Motel 6 Accused of Sending Guest Lists to ICE

Phoenix New Times, an Arizona newspaper, reports that at least two local Motel 6 properties stand accused of violating customer privacy by sending guest lists to the United States' Immigration and Customs Enforcement (ICE).

The New Times points to an incident in which a Motel 6 customer, a Mexican citizen living in the area, checked in for a one-night stay using a voter ID card from Mexico. Six hours later, ICE knocked on his motel room door and detained him. Attorneys believe the hotel owners are covertly targeting guests.

The publication writes: "The statement of probable cause for [his] case filed with the U.S. District Court is vague, noting briefly that ICE officers were 'following a lead.' And Department of Homeland Security records state only that ICE’s Phoenix Mobile Criminal Alien Team Unit had 'received information that [he] was checked into room #214.'"

As Newsweek explains, immigration officers are accused of arriving unannounced to knock on the guest room doors for surprise documentation inspections. Some guests open the door and are detained. If that guest refuses to open the door, officers return with a warrant.

At least 19 other detentions can be traced to the two Motel 6 properties between February and August, the paper reports.

The managers of the properties, which are franchises, deferred comment to the New Times to Motel 6's corporate office, which in turn has not responded to the publication.
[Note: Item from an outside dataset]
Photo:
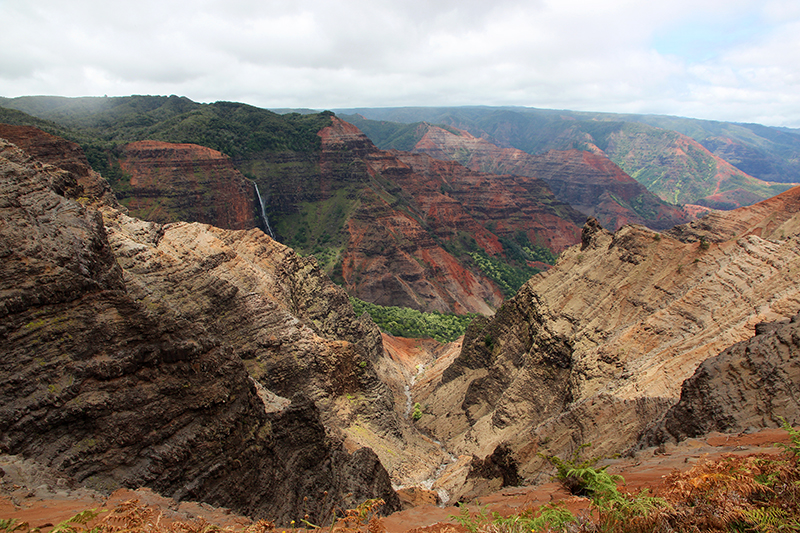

But the New Times spoke to employees who confirmed the practice. An ICE spokesperson declined to tell whether its leads were coming from hotel management.

“We send a report every morning to ICE — all the names of everybody that comes in,” one front-desk clerk explained to the New Times. “Every morning at about 5 o’clock, we do the audit and we push a button and it sends it to ICE.”

Immigration attorney Denise Aguilar told the New Times the hotels are rumored to be paid $200 for every undocumented immigrant detained through the practice.

Observers, including GQ Magazine's Jack Moore, have condemned the idea that hotels are collaborating with immigration investigators this way. 

"This is shameful," Moore writes. "First off, speaking mostly Spanish and using a Mexican voter ID card as ID is not 'probable cause.' You can be a documented immigrant and have that ID card. You could be on a visitor visa and have that card. To base a call to ICE off this information is literally racial profiling and despicable."

Update, Sept, 14: In a statement to The Guardian, Motel 6 confirmed the practice. The company said it was a decision made by local owners and that it has been discontinued.